I know about the work around, but people tend to forget that copy-paste-file has this (in my opinion nasty) side-effect.
Thanks anyway for your reply.
> This is often not what you want
interesting opinion
as for me - I almost always wanna do svn copy when copying files
Peter, Can you share your workaround? I ran into same issue and would like to know the workaround.
Thanks
IDEA won't use an 'svn copy' if you create a new file at the new location and then copy the contents over.
Will 'svn copy' still be used if I refactor -> copy (F5)?
Thanks
Yes. As described above, this behavior is by design and we don't have any plans to change it.
I just got bit by this one today- I almost always start a new file by copy-paste into the new package as a blank start.
For example, a controller implementing a bunch of REST endpoints for a new type. The quick copy-paste into the new package handles a lot of things for you (like the logging class is the pasted-class and all the many annotations are there -- in this case maybe 5 annotations per method. Then I prune out or change the methods to the suit the new implementation.
How long has IntelliJ worked this way? I don't remember this being the behavior in previous versions although I might not remember due to other projects using GIT vs. SVN.
The work around is annoying, however. I have to create a new file with the new name. Then copy-paste the contents into the new file. Doesn't seem so bad, but it is clunkier than simply cntl-c on one file and cntl-v into another package and letting IntelliJ doing the package refactoring. Plus it is something else I have to remember :).
FYI: I found this out in a code review - so what has been happening is the SVN log has been littered with "svn cp" history where 99% of the time the developer meant to simply copy-paste the file as a template and NOT as a true "Hey, I'm refactoring this system and want to save the history of all files moved.". I conclude from this that the behavior is behaving correctly only for a very, very small number of use cases.
I was told to not use IntelliJ copy-paste for files so I came looking for the setting to turn it off...
The Subversion integration has behaved this way since version 7 at least. In Git, copy/rename tracking is done by Git itself and there is no separate copy command, so the issue does not apply.

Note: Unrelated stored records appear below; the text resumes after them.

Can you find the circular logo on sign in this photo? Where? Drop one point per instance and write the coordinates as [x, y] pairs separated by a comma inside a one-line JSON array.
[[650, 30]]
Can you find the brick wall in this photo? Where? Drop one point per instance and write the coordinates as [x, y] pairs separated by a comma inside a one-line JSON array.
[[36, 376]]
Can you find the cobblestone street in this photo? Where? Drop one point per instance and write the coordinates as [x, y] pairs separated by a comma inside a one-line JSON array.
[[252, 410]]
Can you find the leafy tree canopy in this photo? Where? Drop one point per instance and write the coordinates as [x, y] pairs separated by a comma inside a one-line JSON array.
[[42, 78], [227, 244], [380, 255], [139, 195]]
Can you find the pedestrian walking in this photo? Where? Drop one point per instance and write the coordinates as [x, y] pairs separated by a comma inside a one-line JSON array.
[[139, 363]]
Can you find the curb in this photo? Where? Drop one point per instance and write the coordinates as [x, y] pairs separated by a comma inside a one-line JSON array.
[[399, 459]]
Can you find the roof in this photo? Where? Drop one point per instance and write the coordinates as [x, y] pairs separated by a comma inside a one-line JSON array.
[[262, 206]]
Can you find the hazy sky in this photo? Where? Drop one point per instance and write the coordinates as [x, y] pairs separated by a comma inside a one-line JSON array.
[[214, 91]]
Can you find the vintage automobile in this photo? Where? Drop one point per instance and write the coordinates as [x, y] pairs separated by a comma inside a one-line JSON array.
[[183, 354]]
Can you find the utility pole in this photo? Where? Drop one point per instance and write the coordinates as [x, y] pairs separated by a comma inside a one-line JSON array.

The correct solution for this case is to save the controller as a file template and to create other controllers from that template. You can also define live templates for individual methods in your controller.
This behavior annoying me too, I'd would prefer a 'clean' copy.
Workaround: After copying the file, when the confirmation dialog appears ("Settings/Version Control/Confirmation" to change behavior) prompting to add to VCS, select "Cancel". Then manually add it to VCS (Ctrl+Alt+A). This method can bypass the SVN copy action.